Keeping this in mind, I ask then, why did the angel’s brilliance not break through into the temple, arouse the religious and sing their Gloria to a more receptive group or at least to men who were used to discussing God's intervention into human life. But, no! It was to a group of shepherds. Luke says “And there were shepherds living out in the fields nearby, keeping watch over their flocks at night. 9 An angel of the Lord appeared to them, and the glory of the Lord shone around them . . . (v.8f).”

It makes me wonder when dressed in my best bib and tucker, thinking my most pious and praiseworthy thoughts, if God is out doing the shepherd thing with those who are just doing what comes natural to them, like keeping watch over whatever people keep watch over when they’re not in church. Don’t misunderstand me – I love the church. However, sometimes we are reminded that God makes the circle wider than we can ever imagine.

All at once, it makes me want to go to the most unlikely places where I think God may be breaking into the most surprising space with a wonderful message, an invitation, and a promise that the glory of the Lord will shine around them. Sounds good to me. Now where should I look to find such a place? I might just want to go and seek out some shepherds.
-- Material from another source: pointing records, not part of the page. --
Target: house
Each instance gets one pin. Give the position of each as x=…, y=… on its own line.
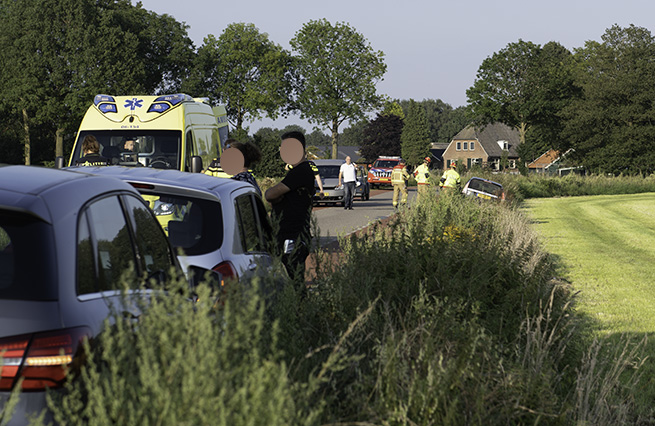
x=487, y=146
x=548, y=162
x=436, y=152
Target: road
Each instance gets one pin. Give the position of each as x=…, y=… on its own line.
x=334, y=221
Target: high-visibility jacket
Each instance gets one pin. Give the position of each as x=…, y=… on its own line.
x=422, y=174
x=450, y=179
x=399, y=175
x=215, y=169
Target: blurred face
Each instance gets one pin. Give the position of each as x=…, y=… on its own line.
x=292, y=151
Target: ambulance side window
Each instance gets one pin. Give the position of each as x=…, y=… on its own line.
x=189, y=151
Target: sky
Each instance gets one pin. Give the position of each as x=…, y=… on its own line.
x=432, y=48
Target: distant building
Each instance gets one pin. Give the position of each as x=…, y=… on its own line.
x=325, y=151
x=548, y=162
x=486, y=146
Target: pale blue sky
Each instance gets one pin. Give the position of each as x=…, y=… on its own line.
x=432, y=48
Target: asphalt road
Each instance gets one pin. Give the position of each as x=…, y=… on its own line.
x=333, y=221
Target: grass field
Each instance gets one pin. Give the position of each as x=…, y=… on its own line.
x=606, y=245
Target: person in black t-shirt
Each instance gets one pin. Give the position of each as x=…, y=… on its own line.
x=91, y=153
x=291, y=200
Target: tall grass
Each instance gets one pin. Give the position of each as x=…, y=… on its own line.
x=449, y=315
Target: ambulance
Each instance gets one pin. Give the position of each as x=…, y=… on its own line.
x=168, y=132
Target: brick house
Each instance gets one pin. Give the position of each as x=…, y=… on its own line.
x=485, y=146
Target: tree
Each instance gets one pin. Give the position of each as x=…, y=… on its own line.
x=271, y=164
x=502, y=89
x=244, y=70
x=382, y=137
x=337, y=71
x=415, y=137
x=353, y=135
x=610, y=126
x=554, y=87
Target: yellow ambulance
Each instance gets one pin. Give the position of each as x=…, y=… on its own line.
x=169, y=132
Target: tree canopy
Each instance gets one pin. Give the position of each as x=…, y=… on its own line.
x=244, y=70
x=415, y=137
x=337, y=72
x=610, y=126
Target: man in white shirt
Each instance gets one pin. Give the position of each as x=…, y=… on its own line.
x=348, y=172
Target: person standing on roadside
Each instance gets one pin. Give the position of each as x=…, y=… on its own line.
x=237, y=159
x=422, y=176
x=291, y=201
x=348, y=173
x=399, y=177
x=450, y=179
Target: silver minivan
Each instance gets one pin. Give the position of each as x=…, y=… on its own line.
x=215, y=223
x=66, y=240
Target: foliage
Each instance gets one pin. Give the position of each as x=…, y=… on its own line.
x=381, y=137
x=456, y=320
x=444, y=122
x=337, y=74
x=271, y=165
x=244, y=70
x=415, y=137
x=610, y=126
x=354, y=134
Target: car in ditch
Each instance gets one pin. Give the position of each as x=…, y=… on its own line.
x=333, y=193
x=66, y=242
x=483, y=189
x=379, y=172
x=216, y=223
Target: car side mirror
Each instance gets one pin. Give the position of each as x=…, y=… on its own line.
x=196, y=164
x=198, y=275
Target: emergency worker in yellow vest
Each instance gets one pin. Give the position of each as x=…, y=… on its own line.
x=399, y=177
x=450, y=179
x=422, y=176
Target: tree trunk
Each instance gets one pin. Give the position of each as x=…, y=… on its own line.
x=335, y=140
x=59, y=142
x=523, y=129
x=26, y=129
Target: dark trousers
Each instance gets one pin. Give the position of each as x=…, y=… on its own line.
x=348, y=194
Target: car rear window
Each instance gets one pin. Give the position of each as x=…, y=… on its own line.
x=27, y=258
x=193, y=225
x=485, y=186
x=386, y=164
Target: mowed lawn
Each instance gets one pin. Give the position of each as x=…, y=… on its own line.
x=606, y=245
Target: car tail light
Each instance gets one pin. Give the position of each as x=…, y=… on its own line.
x=41, y=359
x=227, y=271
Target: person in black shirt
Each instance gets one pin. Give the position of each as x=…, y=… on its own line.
x=91, y=152
x=291, y=200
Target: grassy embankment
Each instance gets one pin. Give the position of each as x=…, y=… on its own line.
x=448, y=315
x=605, y=247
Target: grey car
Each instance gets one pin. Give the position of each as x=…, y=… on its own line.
x=66, y=238
x=218, y=224
x=333, y=193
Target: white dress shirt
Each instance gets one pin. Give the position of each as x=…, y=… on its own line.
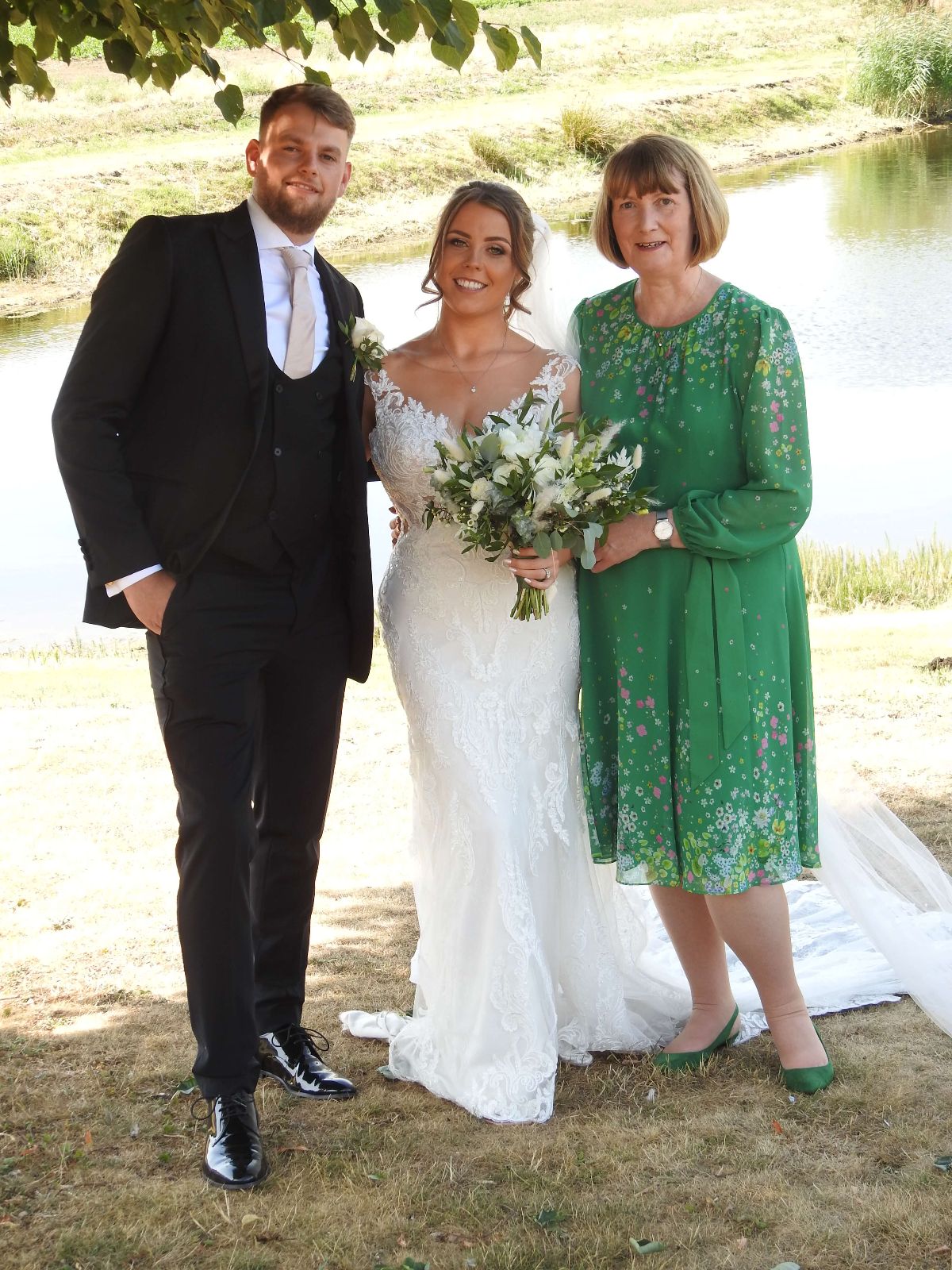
x=276, y=283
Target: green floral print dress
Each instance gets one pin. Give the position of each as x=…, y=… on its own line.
x=696, y=692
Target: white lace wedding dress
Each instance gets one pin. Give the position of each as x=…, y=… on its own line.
x=514, y=965
x=528, y=952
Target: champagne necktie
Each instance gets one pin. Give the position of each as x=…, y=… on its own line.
x=298, y=359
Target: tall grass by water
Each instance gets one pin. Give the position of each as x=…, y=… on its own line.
x=21, y=256
x=905, y=67
x=843, y=578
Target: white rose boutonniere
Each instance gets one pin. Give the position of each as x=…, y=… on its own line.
x=367, y=343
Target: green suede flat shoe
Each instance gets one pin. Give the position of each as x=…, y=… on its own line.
x=809, y=1080
x=693, y=1058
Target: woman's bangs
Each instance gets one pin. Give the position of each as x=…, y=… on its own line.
x=645, y=173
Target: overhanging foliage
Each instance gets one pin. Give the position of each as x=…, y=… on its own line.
x=164, y=40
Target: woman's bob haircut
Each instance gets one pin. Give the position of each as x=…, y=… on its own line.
x=657, y=163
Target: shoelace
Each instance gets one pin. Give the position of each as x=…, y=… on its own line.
x=306, y=1037
x=232, y=1104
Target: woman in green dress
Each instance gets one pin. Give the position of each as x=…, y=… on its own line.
x=697, y=702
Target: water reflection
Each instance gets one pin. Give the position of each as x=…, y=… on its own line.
x=856, y=247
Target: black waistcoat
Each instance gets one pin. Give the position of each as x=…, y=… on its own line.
x=279, y=518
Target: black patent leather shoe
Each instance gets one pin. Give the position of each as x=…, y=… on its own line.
x=292, y=1056
x=234, y=1156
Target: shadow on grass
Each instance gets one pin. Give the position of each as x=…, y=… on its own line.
x=101, y=1155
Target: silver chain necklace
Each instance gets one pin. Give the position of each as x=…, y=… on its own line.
x=482, y=374
x=655, y=330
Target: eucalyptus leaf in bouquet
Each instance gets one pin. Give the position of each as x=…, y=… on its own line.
x=543, y=480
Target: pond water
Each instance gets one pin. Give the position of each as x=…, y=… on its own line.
x=854, y=245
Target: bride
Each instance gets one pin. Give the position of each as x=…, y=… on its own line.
x=528, y=952
x=514, y=967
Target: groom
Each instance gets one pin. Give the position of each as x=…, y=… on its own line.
x=209, y=437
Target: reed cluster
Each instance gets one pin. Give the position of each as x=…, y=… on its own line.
x=843, y=578
x=905, y=67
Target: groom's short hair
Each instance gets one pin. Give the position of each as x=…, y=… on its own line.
x=317, y=97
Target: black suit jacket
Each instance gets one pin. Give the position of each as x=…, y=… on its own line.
x=165, y=398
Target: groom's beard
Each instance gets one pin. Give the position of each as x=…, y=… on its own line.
x=290, y=216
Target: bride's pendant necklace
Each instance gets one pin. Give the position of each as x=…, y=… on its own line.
x=466, y=379
x=655, y=330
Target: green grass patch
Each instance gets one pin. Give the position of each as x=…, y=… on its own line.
x=905, y=67
x=21, y=256
x=843, y=578
x=590, y=133
x=497, y=156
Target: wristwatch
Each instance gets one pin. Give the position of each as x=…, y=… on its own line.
x=664, y=529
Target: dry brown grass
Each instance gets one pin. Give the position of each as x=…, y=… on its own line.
x=99, y=1162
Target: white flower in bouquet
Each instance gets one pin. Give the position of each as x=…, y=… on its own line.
x=533, y=482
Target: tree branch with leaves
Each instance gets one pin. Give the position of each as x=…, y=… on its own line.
x=160, y=41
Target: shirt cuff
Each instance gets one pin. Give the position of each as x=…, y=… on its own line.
x=116, y=588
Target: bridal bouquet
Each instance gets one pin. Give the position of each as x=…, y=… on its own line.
x=546, y=483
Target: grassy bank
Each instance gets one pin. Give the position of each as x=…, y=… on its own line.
x=744, y=79
x=842, y=578
x=98, y=1156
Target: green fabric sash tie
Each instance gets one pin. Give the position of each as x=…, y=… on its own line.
x=719, y=702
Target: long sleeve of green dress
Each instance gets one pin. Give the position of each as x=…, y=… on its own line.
x=771, y=507
x=696, y=691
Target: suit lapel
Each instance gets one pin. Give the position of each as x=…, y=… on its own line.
x=243, y=275
x=340, y=310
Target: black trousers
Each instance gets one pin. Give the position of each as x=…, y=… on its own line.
x=249, y=679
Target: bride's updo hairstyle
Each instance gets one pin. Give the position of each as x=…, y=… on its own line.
x=522, y=232
x=655, y=162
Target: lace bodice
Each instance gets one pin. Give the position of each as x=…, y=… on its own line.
x=403, y=441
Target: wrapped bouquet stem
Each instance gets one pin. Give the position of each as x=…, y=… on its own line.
x=539, y=480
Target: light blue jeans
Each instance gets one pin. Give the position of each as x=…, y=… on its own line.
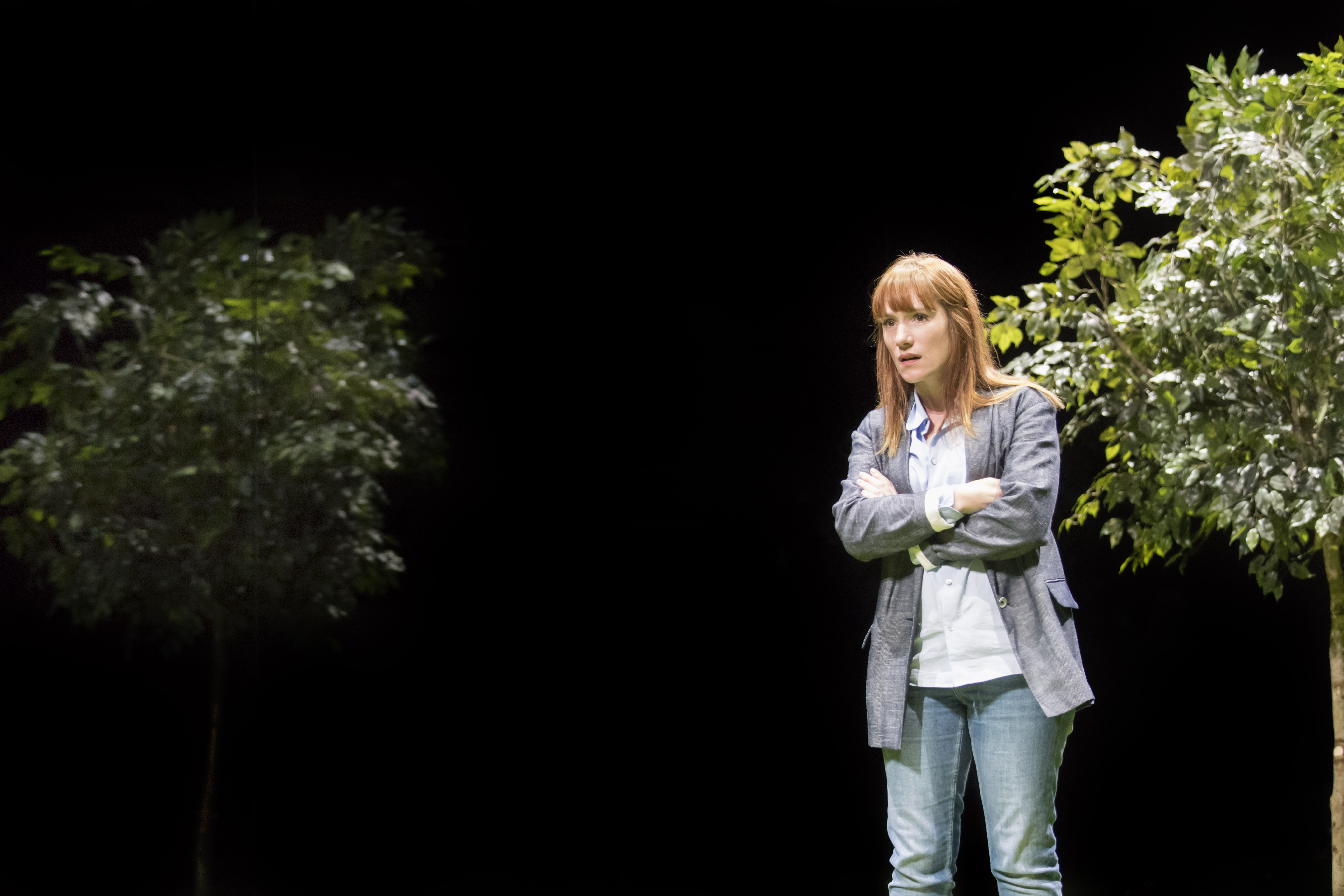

Blessings on this eighth day of Christmas.
Donna Mann (children's MP3 & PDF stories)


Peter Black said...

Thank you for challenging the assumptions we sometimes harbour about what pleases God. I'm sure your congregations grew in the practice of their faith through your thoughtful sermons! :)

Donna said...

Thank you, Peter. I like pursuing the road less travelled in scripture and I always enjoy the challenge scripture offers. Have a Happy New Year. Thanks for your encouagement.

Kathleen Gibson said...

Donna, thanks for this. I always wanted to be a farmer's daughter--instead I married a shepherd (of people). Thanks for reminding us that God wants us to draw our circle larger--and that his truth is for the shepherds, too. Those shepherds were very likely the ones guarding and caring for the sheep destined for the temple sacrifices. I can't help seeing the irony of this--statistics demonstrate that a great percentage of pastors/priests today are in trouble then ever before, snarled in the dark snaggle of pornography, to name one grievous snare Satan likes to set. How to help them see the truth? Indeed, we need angels--warrior messengers--to bring joyous news and light in their darks.

Ruth Coghill said...

On this eighth day of Christmas, I want to head for the hillside. A message from the angels would make smelly rags quite acceptable.
Thanks for enlarging the circle Donna.